Gaussian Mixture Flow Matching Models

Authors: Hansheng Chen, Kai Zhang, Hao Tan, Zexiang Xu, Fujun Luan, Leonidas Guibas, Gordon Wetzstein, Sai Bi

ICML 2025 | Venue PDF | Archive PDF | Plain Text | LLM Run Details

Reproducibility Variable Result LLM Response
Research Type Experimental Extensive experiments demonstrate that GMFlow consistently outperforms flow matching baselines in generation quality, achieving a Precision of 0.942 with only 6 sampling steps on Image Net 256 256. For evaluation, we compare GMFlow against vanilla flow matching baselines on both 2D toy dataset and Image Net (Deng et al., 2009). Extensive experiments reveal that GMFlow consistently outperforms baselines equipped with advanced solvers.
Researcher Affiliation Collaboration 1Stanford University, CA 94305, USA 2Adobe Research, CA 95110, USA 3Hillbot.

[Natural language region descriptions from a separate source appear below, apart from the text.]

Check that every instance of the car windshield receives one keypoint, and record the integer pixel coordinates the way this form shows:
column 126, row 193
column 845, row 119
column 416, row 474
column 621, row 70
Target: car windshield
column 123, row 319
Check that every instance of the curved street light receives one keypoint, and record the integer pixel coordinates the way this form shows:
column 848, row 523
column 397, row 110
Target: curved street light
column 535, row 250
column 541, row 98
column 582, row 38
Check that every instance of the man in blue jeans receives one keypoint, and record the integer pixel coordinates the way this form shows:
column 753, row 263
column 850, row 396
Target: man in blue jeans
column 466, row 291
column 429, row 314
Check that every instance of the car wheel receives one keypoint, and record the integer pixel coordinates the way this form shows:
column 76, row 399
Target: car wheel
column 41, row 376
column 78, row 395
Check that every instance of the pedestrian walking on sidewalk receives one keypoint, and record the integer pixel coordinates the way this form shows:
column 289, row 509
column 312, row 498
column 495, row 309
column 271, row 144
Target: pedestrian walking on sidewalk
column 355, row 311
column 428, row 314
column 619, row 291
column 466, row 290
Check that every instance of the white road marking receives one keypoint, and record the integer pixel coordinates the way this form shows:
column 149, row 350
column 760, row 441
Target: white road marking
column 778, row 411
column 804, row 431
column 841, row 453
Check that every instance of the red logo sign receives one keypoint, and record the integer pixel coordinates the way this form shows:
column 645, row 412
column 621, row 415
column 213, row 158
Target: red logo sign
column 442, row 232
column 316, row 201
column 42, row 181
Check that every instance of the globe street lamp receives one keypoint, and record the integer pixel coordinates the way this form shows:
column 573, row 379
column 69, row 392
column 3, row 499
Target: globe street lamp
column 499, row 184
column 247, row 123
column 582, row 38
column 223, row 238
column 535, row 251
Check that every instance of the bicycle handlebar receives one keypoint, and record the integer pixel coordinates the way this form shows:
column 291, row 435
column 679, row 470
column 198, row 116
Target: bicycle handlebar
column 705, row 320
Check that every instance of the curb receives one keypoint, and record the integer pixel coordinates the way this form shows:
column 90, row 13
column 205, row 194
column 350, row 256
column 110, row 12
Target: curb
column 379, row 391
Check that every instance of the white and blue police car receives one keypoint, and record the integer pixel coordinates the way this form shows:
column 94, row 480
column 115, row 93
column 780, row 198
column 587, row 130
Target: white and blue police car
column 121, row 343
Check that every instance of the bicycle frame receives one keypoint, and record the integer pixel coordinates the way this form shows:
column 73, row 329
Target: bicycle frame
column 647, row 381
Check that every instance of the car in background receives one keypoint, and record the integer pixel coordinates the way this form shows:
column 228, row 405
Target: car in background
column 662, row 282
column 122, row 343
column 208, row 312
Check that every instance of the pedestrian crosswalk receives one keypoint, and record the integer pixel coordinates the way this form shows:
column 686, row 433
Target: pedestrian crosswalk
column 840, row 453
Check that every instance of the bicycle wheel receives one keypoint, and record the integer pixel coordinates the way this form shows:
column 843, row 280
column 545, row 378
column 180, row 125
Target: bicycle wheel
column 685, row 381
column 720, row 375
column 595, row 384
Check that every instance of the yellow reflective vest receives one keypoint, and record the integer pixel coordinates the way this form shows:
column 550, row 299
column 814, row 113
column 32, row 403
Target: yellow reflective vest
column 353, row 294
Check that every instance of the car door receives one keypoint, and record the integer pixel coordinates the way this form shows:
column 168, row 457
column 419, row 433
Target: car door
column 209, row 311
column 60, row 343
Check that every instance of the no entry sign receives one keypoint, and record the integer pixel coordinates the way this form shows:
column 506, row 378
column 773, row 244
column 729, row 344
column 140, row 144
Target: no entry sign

Correspondence to: Hansheng Chen <EMAIL>.
Pseudocode Yes Algorithms 1 and 2 present the outlines of training and sampling schemes, respectively.
Open Source Code Yes https://github.com/Lakonik/GMFlow
Open Datasets Yes For evaluation, we compare GMFlow against vanilla flow matching baselines on both 2D toy dataset and Image Net (Deng et al., 2009). [...] Table 5 presents a quantitative comparison among GMFlow (K = 2), GMS (Guo et al., 2023), SN-DDPM (Bao et al., 2022a), and DDPM (Ho et al., 2020) for CIFAR-10 (Krizhevsky et al., 2009) unconditional image generation using SDE sampling.
Dataset Splits Yes For image generation evaluation, we benchmark GMFlow against vanilla flow baselines on class-conditioned Image Net 256 256. [...] The time-averaged NLL values are computed on 50K samples from the training dataset using the following equation.
Hardware Specification Yes We train both the baseline and GMFlow-Di T on Image Net 256 256 with a batch size of 4096 images across 16 A100 GPUs, using a total training schedule of 200K iterations.
Software Dependencies No The paper mentions "8-bit Adam W (Dettmers et al., 2022; Loshchilov & Hutter, 2019) optimizer" and "Diffusers implementations (von Platen et al., 2022)". However, it does not provide specific version numbers for software libraries like Python, PyTorch, CUDA, or the Diffusers library itself, only referencing papers for techniques or general implementations without specific versioning for the software environment.
Experiment Setup Yes We train both the baseline and GMFlow-Di T on Image Net 256 256 with a batch size of 4096 images across 16 A100 GPUs, using a total training schedule of 200K iterations. We adopt the 8-bit Adam W (Dettmers et al., 2022; Loshchilov & Hutter, 2019) optimizer with a fixed learning rate of 0.0002. Following Stable Diffusion 3 (Esser et al., 2024), both models sample t from a logit-normal distribution during training (Algorithm 1), which accelerates convergence.